From Vineyard to Bottle: The Natural Wine of Ktima Lemonies
Every year around mid-August, the Muskat grapes—quietly ripening all summer under the sun and near the sea—finally reach their moment. Their perfume fills the air: floral, sweet, a little wild. When the sugar levels, measured carefully in the grapes, hit just the right point, we know—it’s time.
We harvest in the early mornings, before the sun gets too strong. We wake up early, gather with friends and family, and head to the vineyard with baskets and sleepy smiles.
The grapes are picked by hand, gently, crate by crate.
In a process much like how wine was made in ancient times, we create two kinds of natural wine from these grapes. One is a white Muskat, made with a soft pressing—light, fresh, full of aroma. The other is an orange wine, where the juice stays in contact with the skins for a while. This gives it a golden color and a deeper, more earthy taste.

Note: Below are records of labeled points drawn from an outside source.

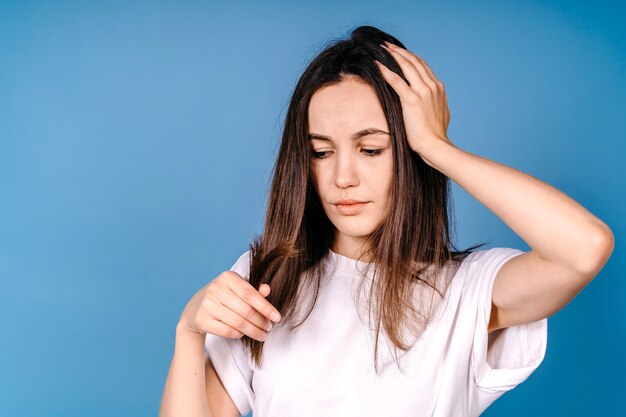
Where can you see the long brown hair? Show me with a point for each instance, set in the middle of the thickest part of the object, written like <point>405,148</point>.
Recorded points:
<point>297,234</point>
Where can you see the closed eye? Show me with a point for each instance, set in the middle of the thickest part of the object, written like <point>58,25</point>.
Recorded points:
<point>368,152</point>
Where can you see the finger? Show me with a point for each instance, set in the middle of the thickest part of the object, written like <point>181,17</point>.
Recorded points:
<point>395,81</point>
<point>264,289</point>
<point>252,297</point>
<point>216,327</point>
<point>231,300</point>
<point>236,320</point>
<point>427,78</point>
<point>414,78</point>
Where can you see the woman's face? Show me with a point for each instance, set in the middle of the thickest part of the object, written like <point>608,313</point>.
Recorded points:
<point>347,164</point>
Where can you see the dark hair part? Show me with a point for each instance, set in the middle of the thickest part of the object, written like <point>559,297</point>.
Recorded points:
<point>409,248</point>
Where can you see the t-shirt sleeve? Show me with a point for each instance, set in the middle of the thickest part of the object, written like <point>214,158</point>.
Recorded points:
<point>504,358</point>
<point>231,363</point>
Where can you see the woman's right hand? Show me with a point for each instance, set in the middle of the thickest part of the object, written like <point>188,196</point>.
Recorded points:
<point>230,307</point>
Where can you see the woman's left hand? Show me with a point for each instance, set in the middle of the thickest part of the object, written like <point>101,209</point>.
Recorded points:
<point>424,100</point>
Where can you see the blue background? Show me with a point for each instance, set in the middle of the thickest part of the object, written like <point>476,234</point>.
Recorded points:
<point>137,139</point>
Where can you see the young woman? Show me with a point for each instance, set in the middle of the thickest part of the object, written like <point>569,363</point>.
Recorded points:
<point>356,250</point>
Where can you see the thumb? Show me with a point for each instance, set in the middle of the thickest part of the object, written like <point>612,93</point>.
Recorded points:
<point>264,289</point>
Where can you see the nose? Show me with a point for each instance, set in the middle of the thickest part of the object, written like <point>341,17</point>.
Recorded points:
<point>346,174</point>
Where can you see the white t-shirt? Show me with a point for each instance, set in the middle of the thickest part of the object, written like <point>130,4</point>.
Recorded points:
<point>325,367</point>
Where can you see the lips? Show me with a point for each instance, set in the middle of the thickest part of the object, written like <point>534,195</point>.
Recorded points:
<point>350,207</point>
<point>349,201</point>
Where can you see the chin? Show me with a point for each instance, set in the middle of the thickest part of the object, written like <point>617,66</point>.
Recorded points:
<point>355,228</point>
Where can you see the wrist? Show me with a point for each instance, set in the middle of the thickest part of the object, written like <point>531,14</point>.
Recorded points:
<point>184,332</point>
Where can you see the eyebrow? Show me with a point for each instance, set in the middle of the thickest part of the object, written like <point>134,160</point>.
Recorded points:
<point>356,136</point>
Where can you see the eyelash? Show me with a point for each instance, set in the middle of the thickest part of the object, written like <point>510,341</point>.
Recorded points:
<point>369,152</point>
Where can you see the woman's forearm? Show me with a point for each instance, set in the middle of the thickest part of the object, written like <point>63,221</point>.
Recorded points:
<point>185,390</point>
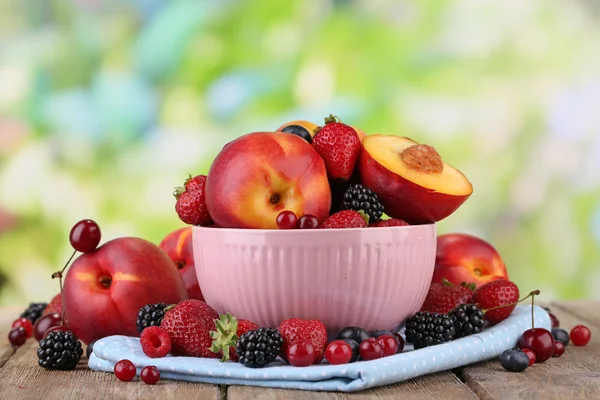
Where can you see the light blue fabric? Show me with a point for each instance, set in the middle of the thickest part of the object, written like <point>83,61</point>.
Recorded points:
<point>344,378</point>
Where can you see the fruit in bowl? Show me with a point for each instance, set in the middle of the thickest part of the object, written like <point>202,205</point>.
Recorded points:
<point>260,174</point>
<point>368,277</point>
<point>178,245</point>
<point>465,258</point>
<point>105,289</point>
<point>410,179</point>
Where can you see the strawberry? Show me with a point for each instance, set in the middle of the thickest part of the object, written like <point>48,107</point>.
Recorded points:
<point>228,331</point>
<point>191,202</point>
<point>295,329</point>
<point>494,294</point>
<point>443,297</point>
<point>55,306</point>
<point>389,222</point>
<point>346,219</point>
<point>339,146</point>
<point>189,324</point>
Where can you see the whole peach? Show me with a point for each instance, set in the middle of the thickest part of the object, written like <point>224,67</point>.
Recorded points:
<point>260,174</point>
<point>105,289</point>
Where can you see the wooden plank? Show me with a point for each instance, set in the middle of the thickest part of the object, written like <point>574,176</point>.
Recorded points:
<point>7,316</point>
<point>22,378</point>
<point>575,375</point>
<point>587,310</point>
<point>443,385</point>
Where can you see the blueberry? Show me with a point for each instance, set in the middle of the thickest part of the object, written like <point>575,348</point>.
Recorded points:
<point>298,131</point>
<point>561,335</point>
<point>354,333</point>
<point>355,346</point>
<point>514,360</point>
<point>89,349</point>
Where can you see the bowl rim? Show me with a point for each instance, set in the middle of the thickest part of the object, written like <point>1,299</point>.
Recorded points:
<point>255,231</point>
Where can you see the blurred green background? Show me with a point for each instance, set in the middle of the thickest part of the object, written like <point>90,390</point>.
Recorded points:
<point>105,106</point>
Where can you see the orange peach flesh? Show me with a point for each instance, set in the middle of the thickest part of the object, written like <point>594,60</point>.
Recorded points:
<point>419,164</point>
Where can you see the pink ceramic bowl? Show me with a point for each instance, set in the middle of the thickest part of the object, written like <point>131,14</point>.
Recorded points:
<point>372,277</point>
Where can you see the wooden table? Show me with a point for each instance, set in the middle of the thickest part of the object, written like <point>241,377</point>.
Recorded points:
<point>576,375</point>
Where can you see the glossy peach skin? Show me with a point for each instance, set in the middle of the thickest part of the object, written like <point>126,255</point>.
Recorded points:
<point>178,245</point>
<point>258,175</point>
<point>104,290</point>
<point>465,258</point>
<point>403,198</point>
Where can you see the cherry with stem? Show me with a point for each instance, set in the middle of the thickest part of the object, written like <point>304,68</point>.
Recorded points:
<point>84,237</point>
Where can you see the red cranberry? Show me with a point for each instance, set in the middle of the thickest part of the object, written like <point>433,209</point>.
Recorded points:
<point>370,349</point>
<point>559,348</point>
<point>17,337</point>
<point>540,341</point>
<point>150,375</point>
<point>25,324</point>
<point>580,335</point>
<point>124,370</point>
<point>308,221</point>
<point>286,220</point>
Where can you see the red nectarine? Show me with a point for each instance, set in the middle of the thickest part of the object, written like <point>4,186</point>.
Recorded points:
<point>178,245</point>
<point>466,258</point>
<point>258,175</point>
<point>104,290</point>
<point>411,180</point>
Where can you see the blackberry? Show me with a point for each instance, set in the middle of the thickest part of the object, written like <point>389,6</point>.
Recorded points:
<point>259,347</point>
<point>426,329</point>
<point>469,319</point>
<point>359,198</point>
<point>150,315</point>
<point>34,311</point>
<point>59,350</point>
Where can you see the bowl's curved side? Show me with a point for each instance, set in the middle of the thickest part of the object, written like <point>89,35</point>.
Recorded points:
<point>373,278</point>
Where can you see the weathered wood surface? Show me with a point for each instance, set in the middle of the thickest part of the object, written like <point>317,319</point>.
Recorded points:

We don’t add anything. No chemicals, no sulfites, no lab-grown yeast. Fermentation starts naturally, with the wild yeasts that live in the vineyard. We don’t filter the wine either—we just let it be what it wants to be.
And if there’s one thing we’ve learned over the years, it’s this: natural wine takes time. You can drink it young, but it truly comes into its own after about two years. That’s when the flavors settle, the texture deepens, and the wine becomes something richer—a true expression of the land and the hands that made it.
Each bottle carries a bit of the land—the wild herbs, the lemons, the salty wind from the sea, the sun. And also, the memory of those early harvest mornings, with people we love, sharing work, laughter, and something that feels meaningful.